Курт остановился, и тогда Ганка подбежал и схватил его за руку.
— Слушайте, — сказал он запальчиво и восторженно, — слушайте, я расскажу вам... Я сегодня же пойду...
— А вот об этом не надо говорить, — сказал Курт серьёзно и строго. Знаете: «Что задумал делать, делай скорее».
— Хорошо, — сказал Ганка и сжал губы. — Прощайте.
Он был уже на краю полянки, когда Курт окликнул его.
— Вот что, Ганка, — сказал он, подходя к нему и как будто даже смущённо дотронулся до его руки. — Вы не сердитесь на меня, пожалуйста, если я что не так сказал или повёл себя. Но посудите: зачем мне было знать о вас что-нибудь особое? Кто я такой? Чужой человек. Вы и любите-то меня не особенно.

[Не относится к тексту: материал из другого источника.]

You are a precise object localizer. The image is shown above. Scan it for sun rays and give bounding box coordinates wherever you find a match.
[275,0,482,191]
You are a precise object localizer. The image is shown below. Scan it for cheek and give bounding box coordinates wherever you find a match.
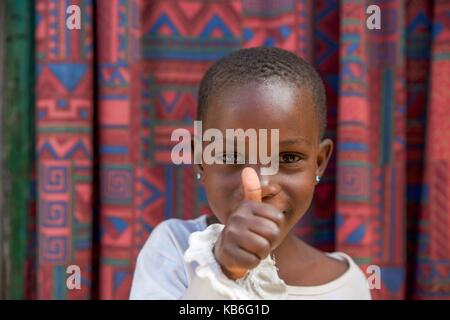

— Да нет, я верю вам, — быстро ответил Ганка и схватил его за руку. Верю, верю! Я не знаю, как это вышло, но только я понял: вот тот самый ведь и Войцик был...
— Дорогой мой, вот что, — Курт положил ему руку на плечо, — уясните себе, про меня пока знаете вы только одно: я служу Курцеру. Я же, как его служащий, знаю про вас и другое. Дай Бог, чтоб все ваши порывы не свелись к новой истерике...
— Почему вы так думаете? — пробормотал Ганка.
— А, милый! Вы уже вторые сутки бьётесь в ней, только почему-то не замечаете этого. Помните, вы стояли в толпе и крикнули что-то солдату? И это была истерика, и очень скверная. Вы-то спрятались, а другие за вас поплатились. Потом вы пришли ко мне — и тоже это была истерика. И сейчас, наконец, когда желаете со мной поделиться вашими планами, тоже бьётесь в истерике.
Он вдруг засмеялся.
— А впрочем, желаю вам всего хорошего. Но только не думайте, пожалуйста, что всё дело в том, чтобы убивать, убивать, убивать. Одним этим ничего не сделаешь. Истерик-то никто не боится.
Он хотел сказать то-то ещё, но в это время затрещали кусты.
Курт отскочил от Ганки.
Чертыхаясь и треща, по кустам кто-то шёл к ним, только не со стороны дорожки, а исподволь, в обход.
— Правее, правее, — вдруг крикнул Курт, — там дорожка есть!
Появился Ланэ, за ним Кох и Гарднер.
— Ну, я же говорю, здесь они, — сказал Ланэ, — и доктор тут дрозда ловит.
— Ох, и птицеловы вы! — сказал Гарднер. — Мальчишка к вам всё просился, я не пустил его. И нашли же местечко, где птиц ловить! Весь оборвался, пока шёл. Курт, где ваш западок? Бросайте его к дьяволу. Больше вам он уже не понадобится. Кончились ваши птички.
Курт посмотрел на него с удивлением.
— Да, да, — сказал Гарднер, — не для кого больше их ловить. Хозяин-то ваш Богу душу отдал. Теперь уж скрывать незачем, профессор-то умер, а у господина Курцера сердце сдало. Вот какие вещи получаются, Курт.